Angesichts einer stürmischen wirtschaftlichen Entwicklung und einer sprunghaften Verbesserung des Lebensstandards erschien dieses Arrangement den meisten Chinesen akzeptabel. Viele studentische Teilnehmer an den Protesten von 1989 fanden lukrative Beschäftigungen in der aufstrebenden Privatwirtschaft Chinas. Ihre politischen Energien wurden von 1992 an durch das grassierende Fieber des Geschäftemachens in das Wirtschaftsleben hineinkanalisiert.
Trotzdem blieb die innere Stabilität Chinas seit den neunziger Jahren prekär. Ein anschwellender Strom sozialer Unruhen insbesondere in ländlichen Regionen, zeitweilig auch unter der städtischen Arbeiterschaft, stellte die Parteiherrschaft vor neuartige Herausforderungen. Die von den Folgen wirtschaftlichen Strukturwandels, lokaler Funktionärswillkür oder massiver Umweltzerstörungen getroffenen Chinesen begannen, ihre Interessen und Rechte gegen die Obrigkeit zu verteidigen. Den beteiligten Bauern oder Arbeitern ging es nicht um die Ablösung der kommunistischen Herrschaft, sondern um Abhilfe bei konkreten Missständen und Notlagen.

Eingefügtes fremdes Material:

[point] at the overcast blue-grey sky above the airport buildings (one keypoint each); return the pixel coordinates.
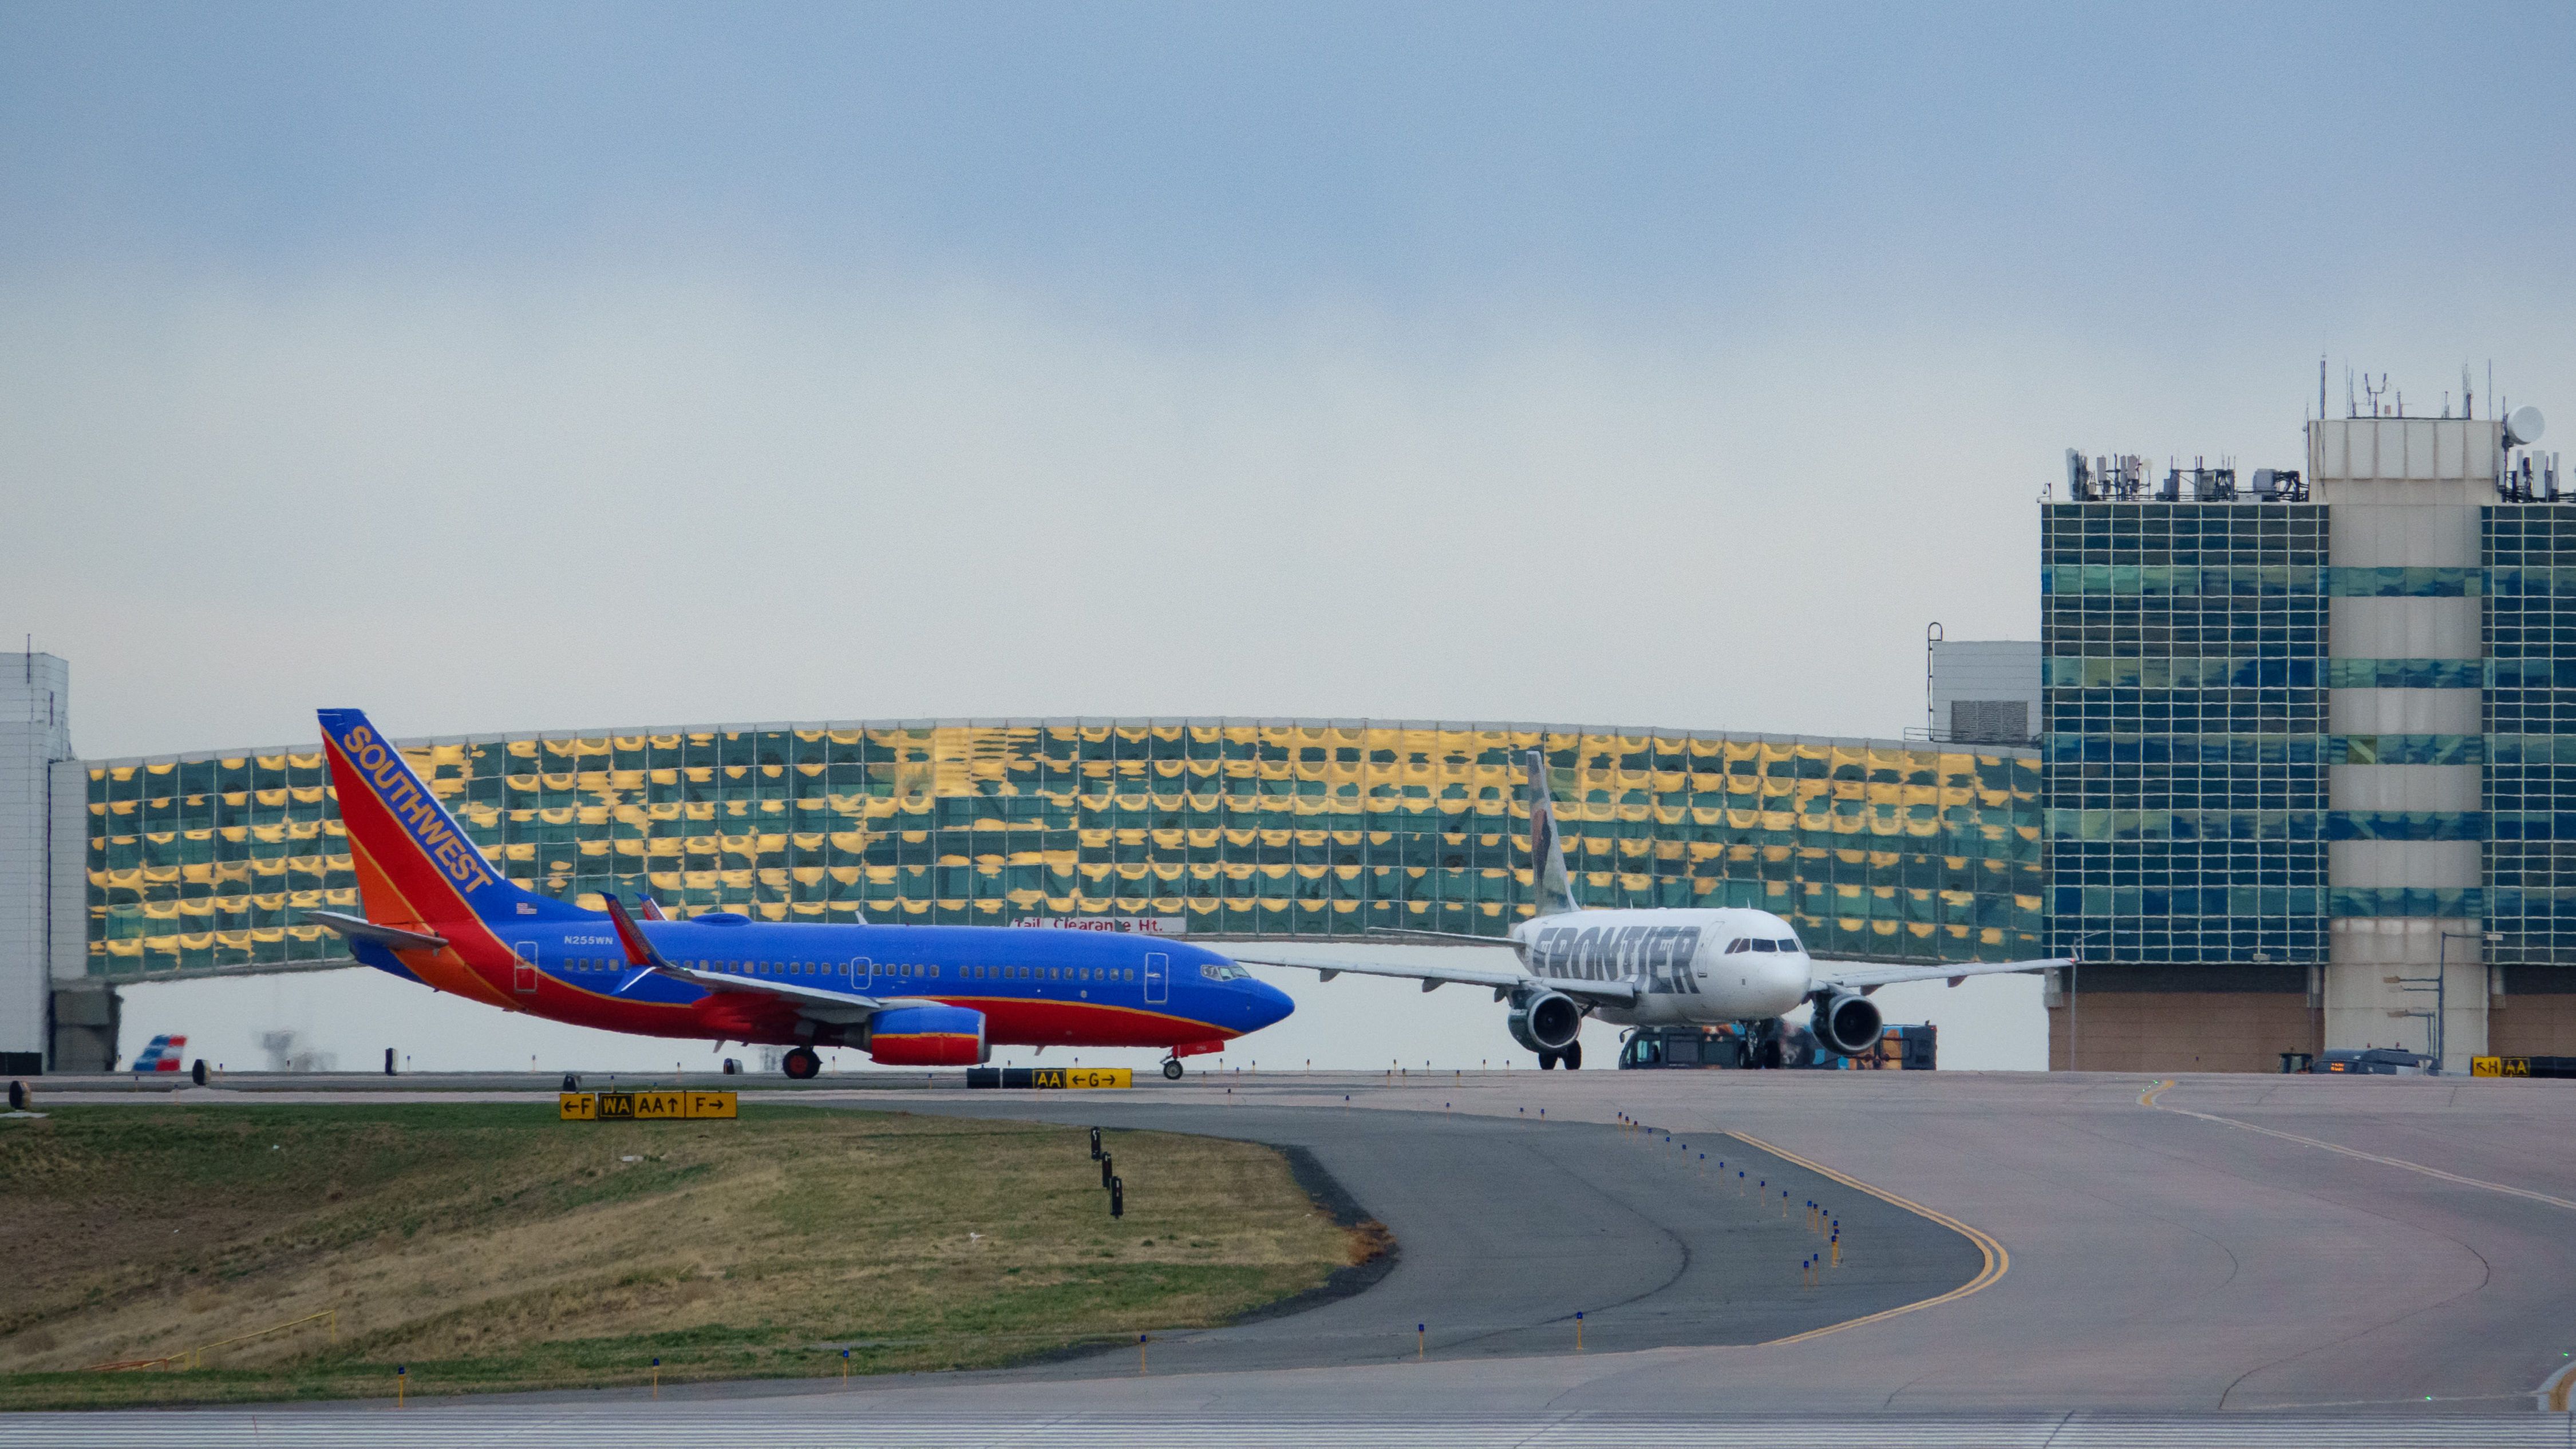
(547, 367)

Solche lokalen Unruhen wurden teils durch Polizeimaßnahmen, teils durch Ad-hoc-Zugeständnisse der Regierung gewöhnlich rasch eingedämmt. Sie verdeutlichen aber, dass der zentrale Defekt der politischen Ordnung nicht behoben ist: In China besteht ein gefährlicher Mangel an geregelten Verfahren, um die Spannungen, die der wirtschaftliche und soziale Wandel mit sich bringt, politisch zu artikulieren und zu verarbeiten. Dieser politische Defekt war die Ursache des Blutvergießens von 1989. Und es ist nicht auszuschließen, dass China schon bald in einen neuen Zyklus gewaltsamer Auseinandersetzungen eintreten wird, wenn sich die sozialen Spannungen weiter verschärfen sollten oder die wirtschaftliche Dynamik einbräche.
Die Korrektur wird unausweichlich sein
Jährlich richten Familienangehörige der Opfer des 4. Juni und Dissidenten Appelle an die Regierung, die Bewegung von 1989 neu zu bewerten und vom Verdikt der Konterrevolution zu befreien. Die chinesische Führung aber bekräftigte wiederholt: Hätte die Parteizentrale damals nicht jene resoluten Maßnahmen ergriffen, dann gäbe es heute keine Stabilität in China. Auch der Tod Deng Xiaopings, des Hauptverantwortlichen für die blutige Unterdrückung, änderte nichts an der Haltung der Parteiführung.
Jährlich trifft der chinesische Sicherheitsapparat massive Vorsichtsmaßnahmen, um Sabotageaktivitäten zum Jahrestag des Militäreinsatzes zu verhindern. Das Menetekel des 4. Juni steht auch der heutigen Führungsgeneration vor Augen: Die Ereignisse von 1989 könnten jederzeit als politischer Hebel eingesetzt werden, um die Legitimität der kommunistischen Herrschaft herauszufordern. Die Korrektur der historischen Lüge von der Konterrevolution wird jedoch unausweichlich sein, um endlich mit dem Erbe des Stalinismus und Maoismus zu brechen und eine glaubwürdige Grundlage für den Aufbau eines Verfassungs- und Rechtsstaates in China zu schaffen.
Professor Dr. Sebastian Heilmann lehrt Politikwissenschaft an der Universität Trier. Dieser Text ist eine leicht überarbeitete Version einer Analyse in der F.A.Z. vom 4. Juni 1999.